You can't share consensus data between VM's, they can't be both writing to the blockchain file.
Two diverse internet providers would provide completely different IPs.
Surely only the witness node would be writing to the blockchain file? Isn't that the whole point of dPOS consensus?
The APIs should just be reading from it? Or am I misunderstanding something.
If so then Docker can allow this. https://www.digitalocean.com/community/tutorials/how-to-share-data-between-docker-containers
@anyx your thoughts on these issues would be appreciated.
An RPC node runs the witness plugin and the blockchain file grows on all nodes even seed nodes. They cannot share the same file.
While docker images can easily share data, that does not mean the underlying applications can.
I thought you were talking about sharing witness and full node on same hardware, now you are talking about two ISP?

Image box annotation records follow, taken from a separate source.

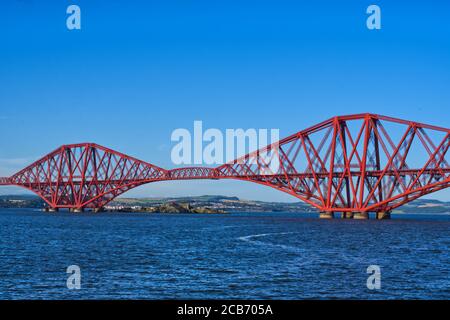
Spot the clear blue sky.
[0,0,450,201]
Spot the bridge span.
[0,113,450,219]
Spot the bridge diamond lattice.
[0,114,450,212]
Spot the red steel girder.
[0,113,450,212]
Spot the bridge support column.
[319,211,334,219]
[341,212,353,219]
[376,211,391,220]
[353,212,369,220]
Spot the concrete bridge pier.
[319,211,334,219]
[353,212,369,220]
[341,212,353,219]
[376,211,391,220]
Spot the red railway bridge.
[0,113,450,219]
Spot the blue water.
[0,209,450,299]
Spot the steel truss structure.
[0,114,450,212]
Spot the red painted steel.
[0,114,450,212]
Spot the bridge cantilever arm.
[0,177,11,186]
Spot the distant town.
[0,195,450,214]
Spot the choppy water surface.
[0,209,450,299]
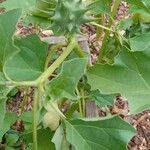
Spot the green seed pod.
[52,0,92,35]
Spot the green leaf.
[0,9,21,71]
[0,98,6,128]
[4,35,48,81]
[47,58,87,100]
[65,116,135,150]
[89,0,112,15]
[0,79,13,134]
[87,49,150,113]
[129,32,150,51]
[91,90,117,107]
[52,125,69,150]
[0,0,36,10]
[0,113,17,141]
[23,129,55,150]
[6,134,19,146]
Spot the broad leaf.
[23,129,55,150]
[0,0,36,10]
[0,113,17,141]
[52,125,69,150]
[129,32,150,51]
[4,35,48,81]
[91,90,117,107]
[89,0,112,15]
[0,78,13,130]
[87,49,150,113]
[47,58,87,100]
[0,9,21,71]
[65,116,135,150]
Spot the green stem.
[37,37,76,83]
[98,0,121,62]
[91,22,114,32]
[74,43,85,58]
[44,44,63,70]
[74,43,92,67]
[21,88,29,114]
[33,89,39,150]
[96,14,105,40]
[4,37,76,87]
[80,88,86,117]
[76,88,83,118]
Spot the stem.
[80,88,86,117]
[21,88,29,114]
[44,44,63,70]
[98,0,121,62]
[96,14,105,40]
[33,89,39,150]
[91,22,114,32]
[76,88,83,118]
[37,37,76,83]
[74,43,92,67]
[74,43,85,58]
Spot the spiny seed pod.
[52,0,92,35]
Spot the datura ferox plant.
[0,0,150,150]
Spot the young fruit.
[43,103,60,131]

HEDT motherboard often have two Ethernet Ports. Internet via two separate ISPs can plug into each port and each VM or docker container can use a different ISP as main and the alternate as backup. Only in event of outage of one would witness & API nodes be using same ISP & IP address range.
Posted using Partiko iOS
Power outages are extremely rare in central Tel Aviv but I know that they are much more common in parts of the US.
Posted using Partiko iOS
Maybe so, but there are so many other issues that's only one of the many, and I can assure you they are far more common than a data center which virtually has zero. Even a 10 second power outage will cost you 18 hours to 14 days of downtime.